A fortiori, Washington’s championing of the same sanctions also makes sense. The shale revolution has unlocked ample supplies of oil and gas beneath US soil, returning the country to its historic role as an energy superpower. One oil field in Texas is now the second largest in the world.
Sanctions on Russian oil and gas are attractive commercially as a way of eliminating a major rival from the lucrative European energy market. Considering the realities of cutthroat commercial competition, we should consider the ardent support of Washington and Ottawa for sanctions on Russian energy to be part of a great game for economic and strategic advantage.
We might also expect that neither capital is much interested in helping Moscow and Kyiv arrive at a modus vivende, even though a negotiated peace between the two belligerents would end the unnecessary suffering of countless millions of people around the world. With the war in full flower, it’s much easier to maintain sanctions on Russia, and to inveigle Europe to accept them.
It’s understandable, then, that Washington and Ottawa should exploit the war in Ukraine to press Europe to cut its energy ties with Russia. But is it understandable that Europe should go along? After all, sanctions are visiting great harm and suffering on European consumers and businesses. Belgium’s prime minister has warned Europeans to brace for up to five years of hardship.

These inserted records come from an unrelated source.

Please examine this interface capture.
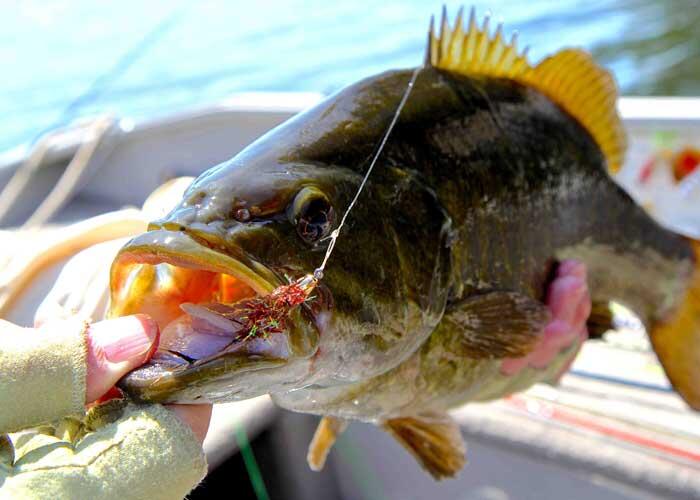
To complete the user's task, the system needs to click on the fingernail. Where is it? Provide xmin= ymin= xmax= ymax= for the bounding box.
xmin=90 ymin=314 xmax=159 ymax=364
xmin=548 ymin=276 xmax=585 ymax=318
xmin=557 ymin=260 xmax=587 ymax=280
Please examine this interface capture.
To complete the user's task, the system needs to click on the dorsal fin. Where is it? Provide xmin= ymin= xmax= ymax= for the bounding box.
xmin=427 ymin=7 xmax=627 ymax=173
xmin=427 ymin=7 xmax=531 ymax=80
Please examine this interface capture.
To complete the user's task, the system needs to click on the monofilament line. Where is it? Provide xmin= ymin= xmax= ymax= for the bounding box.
xmin=312 ymin=66 xmax=422 ymax=281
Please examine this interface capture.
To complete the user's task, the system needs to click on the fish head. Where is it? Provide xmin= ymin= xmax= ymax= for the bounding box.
xmin=109 ymin=157 xmax=347 ymax=402
xmin=111 ymin=85 xmax=451 ymax=404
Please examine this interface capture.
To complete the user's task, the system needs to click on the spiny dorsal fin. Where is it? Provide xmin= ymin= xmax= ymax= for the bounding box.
xmin=427 ymin=6 xmax=531 ymax=80
xmin=427 ymin=7 xmax=626 ymax=173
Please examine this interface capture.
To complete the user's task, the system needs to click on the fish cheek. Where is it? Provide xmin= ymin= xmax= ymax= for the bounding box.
xmin=358 ymin=296 xmax=382 ymax=325
xmin=316 ymin=256 xmax=431 ymax=379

That hardship largely comes in the form of higher energy prices, the prospects of rationing and business closures this winter, a looming recession, and a declining standard of living.

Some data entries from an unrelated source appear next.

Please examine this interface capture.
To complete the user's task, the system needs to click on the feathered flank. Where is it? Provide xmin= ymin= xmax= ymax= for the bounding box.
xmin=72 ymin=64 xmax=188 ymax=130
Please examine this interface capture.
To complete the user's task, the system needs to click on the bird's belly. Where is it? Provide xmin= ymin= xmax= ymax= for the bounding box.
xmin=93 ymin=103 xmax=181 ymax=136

If and when Europe decouples from Russian energy, and reorients its energy supply to North America and other countries in the US orbit, it will pay higher prices than it pays today. In terms of winners and losers, Europe clearly comes out on the losing end, while a handsome payday awaits corporate North America.
If Europe’s leaders are behaving in a way that benefits investors across the Atlantic at the expense of their own citizens and businesses, it’s because that’s the price subordinate units pay for being part of an empire. The interests of the imperial center prevail. Junior members sacrifice.
Imperialism hurts Europeans in two ways. First, it exposes them to the danger of great power rivalries; these can escalate, by accident or intention, into nuclear war. Second, it subordinates their interests to those of corporate North America.
This isn’t unique to the US empire. The same happens to secondary powers in other imperialist conglomerations. Belarussians and Syrians, for example, may reap rewards from membership in the Russian empire, but they also incur penalties. Both, by virtue of sheltering under Moscow’s aegis, are entangled in a great power competition in which they serve as pawns to be moved about a great chessboard by Kremlin planners whose goal is to protect the Russian king. The interests of the citizens of both countries come second, or matter hardly at all.
A better alternative is the end of great powers and their rivalries. But that means attacking the problem at its root—the ceaseless hunt for profits that plunges states into wars and intrigues to secure for their profit-accumulating enterprises advantages over the profit-accumulating enterprises of other states.